Well ... first ... public schools CAN'T kick students out for nonperformance or learning disabilities -- we take all comers. You can only expel a student from a public school for egregious criminal or dangerous, or prolonged bad behavior ... and then, they get shipped off to another public school
As to private schools? I don't have data. But it is a fairly obvious fact that people who go to them have parents who are paying tuition on top of the tax they pay to support their kids going to a public school they could have been going to at no additional cost. I don't need statistics to back that up.
and again, no statistics, but I've long held that the most important part of the education process is the parent...I think most teachers are at least pretty good at what they do ... but without the parent being concerned, you can have the greatest teacher in the world, but the student is apt not to learn as much as they could. By paying extra for education? Those parents are demonstrating they care --otherwise they wouldn't do it. so, they are likely to be a group of students who are more prone to success.
Lastly, my last teaching job was at avery good public high school right down the road from a very expensive private Catholic school. So frequently, I would take in students who had been at that school who for whatever reason (financial, behavioral, academic) and they would frequently enter my math class with an A or B ...and be completely unable to do anything. Their grades, with almost no exception would plummet. If you pay for school ... you expect to get good grades back ... and at least this private school seems to be okay with that. And winning football games.

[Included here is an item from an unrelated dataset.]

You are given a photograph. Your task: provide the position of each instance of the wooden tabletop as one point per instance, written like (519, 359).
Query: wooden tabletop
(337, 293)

Oh max, who are you trying to kid? Of course public schools can kick students out for nonperformance, learning disabilities or pretty much anything else. The law may say one thing but the law doesn't enforce itself. If a kid's a big enough pain in the butt then the district will simply assign him to an inconvenient school and not chase him when he stops showing up.
And of course parents are important but the public education system largely renders parents impotent depriving parents of their authority to oversee their child's education. Part of the draw of private schools is that parents are in a significantly stronger position to advocate for their children since it's the parents writing the checks.
It's the that exercise of authority that's important and that differentiates a private, and a charter school, from the district schools. As I've pointed out before districts can afford, or at least could afford to be indifferent to parental concerns but by their nature private, and charter, schools can't afford to be so blasé about parental concerns.
One upset parent might not shut a private or charter school but ten parents represents a significant chunk of cash so private and charter schools are strongly motivated to be a bit more circumspect about parental sentiment then are school districts.
With regard to your experiences with refugees from that Catholic school, try not to contradict yourself in a single post.